Le samouraï se gratta le crâne et demanda :
«Mais alors, quelle est ton école ?»
«C’est l’art de combattre sans armes.»
«Mais dans ce cas, pourquoi portes tu des sabres ?»
«Cela m’oblige à rester maître de moi pour ne pas répondre aux provocations. C’est là un défi de tous les jours.»
Exaspéré le samouraï continua :
«Et tu penses vraiment pouvoir combattre avec moi sans sabre?» «Pourquoi pas? Il est même possible que je gagne!»
Hors de lui le samouraï cria au passeur de ramer vers le rivage le plus proche, mais Bokuden suggéra qu’il était préférable d’aller sur une île, loin de toute habitation, pour ne pas provoquer d’attroupement et être plus tranquille. Le samouraï accepta. Quand le radeau atteignit une île inhabitée, le samouraï sauta à terre et dégaina son sabre, prêt au combat. Bokuden enleva soigneusement ses deux sabres, les tendit au passeur et s’élança pour sauter à terre, quand, soudain, il saisit la perche du batelier, puis dégagea rapidement le radeau pour le pousser dans le courant.
Bokuden se retourna vers le samouraï qui gesticulait dans tous les sens sur l’île déserte et il lui cria :

«Tu vois, c’est cela l’art de combattre sans arme !»
Voici une autre histoire intéressante qui illustre aussi que le mental doit primer sur la technique.
Un jour un célèbre maître de sabre Tsukahara Bokuden voulut mettre ses fils à l’épreuve. Pour commencer, il fit appeler Hikoshiro, l’aîné des trois.

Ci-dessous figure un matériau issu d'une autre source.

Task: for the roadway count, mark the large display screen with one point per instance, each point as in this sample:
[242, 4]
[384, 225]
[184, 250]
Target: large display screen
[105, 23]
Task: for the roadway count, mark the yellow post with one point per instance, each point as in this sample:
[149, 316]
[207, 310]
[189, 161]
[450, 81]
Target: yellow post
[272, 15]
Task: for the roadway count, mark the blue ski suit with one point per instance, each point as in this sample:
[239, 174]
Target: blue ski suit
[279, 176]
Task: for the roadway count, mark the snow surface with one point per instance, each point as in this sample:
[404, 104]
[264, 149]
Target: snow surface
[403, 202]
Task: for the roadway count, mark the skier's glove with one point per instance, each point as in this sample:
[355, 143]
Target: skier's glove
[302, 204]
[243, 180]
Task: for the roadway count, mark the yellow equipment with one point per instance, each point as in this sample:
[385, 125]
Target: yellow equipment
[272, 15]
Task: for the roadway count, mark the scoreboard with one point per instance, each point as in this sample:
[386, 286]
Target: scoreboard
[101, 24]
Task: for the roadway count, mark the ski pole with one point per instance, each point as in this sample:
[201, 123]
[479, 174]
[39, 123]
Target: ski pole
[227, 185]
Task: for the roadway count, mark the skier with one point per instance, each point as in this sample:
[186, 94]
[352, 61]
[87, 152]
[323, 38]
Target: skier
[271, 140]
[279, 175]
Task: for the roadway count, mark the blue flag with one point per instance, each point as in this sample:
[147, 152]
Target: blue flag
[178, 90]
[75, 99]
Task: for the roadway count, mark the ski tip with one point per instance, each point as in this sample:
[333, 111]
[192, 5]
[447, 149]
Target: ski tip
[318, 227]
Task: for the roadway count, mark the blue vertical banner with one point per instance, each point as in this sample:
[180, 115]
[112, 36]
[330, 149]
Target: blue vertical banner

En ouvrant la porte du coude, celui-ci la trouva plus lourde qu’à l’accoutumée et, en passant la main sur la tranche supérieure de la porte, constata qu’on avait disposé, en équilibre, un lourd appui-tête en bois. Il l’enleva, entra puis le remis exactement comme il avait trouvé.
Bokuden fit alors venir son fils cadet, Hikogoro. Quand celui-ci poussa la porte, l’appui-tête tomba mais il le rattrapa en vol et le remit à sa place.
Bokuden fit enfin appeler son benjamin Hikoroku, le meilleur, et de loin, au maniement du sabre. Le jeune homme poussa puissamment la porte et l’appui-tête tomba, heurtant son chignon. En un éclair, il dégaina le sabre court qu’il portait à la ceinture et trancha l’objet avant qu’il ne touchât le tatami.
À ses trois fils, Bokuden déclara: «C’est toi Hikoshiro, qui transmettra notre méthode de maniement du sabre. Toi, Hikogoro, en t’entraînant ardemment, peut-être égaleras-tu, un jour, ton frère. Quand a toi, Hikoroku, tu conduiras certainement un jour notre école à sa perte et attireras l’opprobre sur ton patronyme. Je ne peux donc pas m’offrir le luxe de garder un individu aussi imprudent dans mes rangs ». Sur ces vertes paroles il le désavoua. Cela illustre parfaitement l’importance accrue des facultés mentales sur les facultés techniques.